The promised post about Portmeirion finally makes an appearance! I must admit I do most of my blogging (or micro-blogging) via Twitter these days, hence this blog is left rather neglected. If you're on Twitter please do say hello/follow, if you're not on Twitter, do consider joining! I have found it an excellent way to keep up with many online friends who I might not otherwise speak to very often, and it's also fantastic for fast-moving, as-it-happens news and commentary - for me that means Formula 1 in particular.
Anyway, back to Portmeirion. Many of these photos are wallpaper-sized (1650x1050, widescreen monitor format) so click on any you'd like a large version of.
I'll start with a photo I actually ended up taking on the way home. As we reached the final leg of our journey down, the view across the Lleyn peninsula was superb. It was the clearest I have ever seen it, equally so in the other direction towards the mountains. It was almost as clear as we headed home:
Our first port of call was a walk down through the village to the waterside. You are on the south side of the Lleyn here, and you have a view across the water to the "main" mainland:
On this day, the Italianate village looked truly Mediterranean. Stunning blue skies, sunshine, sparkling water, rich green foliage.
It really is Wales, and it was simply stunning!
After watching the world go by from a waterside bench for a while, we headed to the stone boat, Les Amis Reunis:
If you've ever seen the TV series The Prisoner (the original 1960s version) you will instantly recognise the stone boat. The village hasn't changed too much from when the series was filmed there, and is well worth visiting if you are a fan.
The late Patrick McGoohan stayed in a cottage called "White Horses" during filming. This is a view through an archway next to the cottage itself - it is situated a couple of minutes' walk from the stone boat and the main hotel building.
On the walk to White Horses there were some gorgeous shrubs in flower:
Back in the main village, this is the Green Dome, Number Two's residence in the series:
Back in the 60s, the green dome itself was actually painted wood (probably marine ply or similar). It was painted to look like verdigris. This was a typical piece of illusion employed by the village's creator, Clough Williams Ellis! It was probably more to do with cost than anything else. These days, the roof has been replaced with a genuine copper one. However it is taking its sweet time to start going green!

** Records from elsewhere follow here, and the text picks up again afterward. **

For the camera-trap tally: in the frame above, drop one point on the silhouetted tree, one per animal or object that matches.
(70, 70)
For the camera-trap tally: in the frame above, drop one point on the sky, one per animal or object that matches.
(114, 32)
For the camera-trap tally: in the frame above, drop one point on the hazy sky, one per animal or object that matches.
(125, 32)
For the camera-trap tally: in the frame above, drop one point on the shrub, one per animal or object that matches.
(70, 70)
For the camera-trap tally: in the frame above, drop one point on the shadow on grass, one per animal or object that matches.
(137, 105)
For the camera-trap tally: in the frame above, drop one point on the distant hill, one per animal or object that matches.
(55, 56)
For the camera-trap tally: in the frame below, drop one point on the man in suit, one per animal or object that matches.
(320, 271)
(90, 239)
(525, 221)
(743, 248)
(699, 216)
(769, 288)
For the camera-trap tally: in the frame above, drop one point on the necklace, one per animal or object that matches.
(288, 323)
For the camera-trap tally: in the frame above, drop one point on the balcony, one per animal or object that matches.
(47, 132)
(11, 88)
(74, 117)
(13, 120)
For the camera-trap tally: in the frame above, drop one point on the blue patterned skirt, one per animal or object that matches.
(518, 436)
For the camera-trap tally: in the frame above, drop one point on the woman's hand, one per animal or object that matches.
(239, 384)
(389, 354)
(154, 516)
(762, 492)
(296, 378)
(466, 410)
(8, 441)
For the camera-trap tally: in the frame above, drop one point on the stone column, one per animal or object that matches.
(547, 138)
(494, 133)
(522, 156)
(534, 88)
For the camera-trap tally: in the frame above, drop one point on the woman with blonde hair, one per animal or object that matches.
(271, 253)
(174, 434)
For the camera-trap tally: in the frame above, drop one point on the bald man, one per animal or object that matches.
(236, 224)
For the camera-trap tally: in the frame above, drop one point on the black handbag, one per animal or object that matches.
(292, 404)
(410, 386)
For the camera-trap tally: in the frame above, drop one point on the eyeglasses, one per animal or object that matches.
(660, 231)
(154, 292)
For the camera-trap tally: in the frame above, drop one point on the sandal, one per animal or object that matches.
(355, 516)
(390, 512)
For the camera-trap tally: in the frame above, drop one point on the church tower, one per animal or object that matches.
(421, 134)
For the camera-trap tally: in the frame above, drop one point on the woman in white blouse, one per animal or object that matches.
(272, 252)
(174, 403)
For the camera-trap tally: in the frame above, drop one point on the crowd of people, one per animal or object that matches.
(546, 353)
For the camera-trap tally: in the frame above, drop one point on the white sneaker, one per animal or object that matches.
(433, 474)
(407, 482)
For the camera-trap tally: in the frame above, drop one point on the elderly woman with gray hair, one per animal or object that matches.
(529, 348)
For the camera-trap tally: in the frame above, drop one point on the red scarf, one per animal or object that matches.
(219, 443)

This is the Gloriette, overlooking the main square with the pool and fountain where "Rover", the huge white weather balloon/guardian of the Village would often appear. The Gloriette was used most memorably in the episode "Free For All" where Number 6 (McGoohan) made his election speech.
Also in the main square are two gold statues on pillars - as I had the DSLR with me I could take a reasonably close-up photo of one of them for the first time:
The Bristol Colonnade:
Like a number of the buildings in Portmeirion, this is a rescued building, transplanted from its original location. The lawn in front of it is famous as the scene of the human chess game in the episode "Checkmate".
After lunch we went for a walk in the woodland gardens, which include a small lake and a Japanese-style bridge:
If you've never been to Portmeirion, it is well worth a visit - we've actually stayed there twice, both times in Telford's Tower (which has an amazing view over the Piazza to Number Six's house), and visited on several more occasions over the years. Our interest came originally from The Prisoner association but even without that, it is a gorgeous place, and on this late June day was absolutely magical.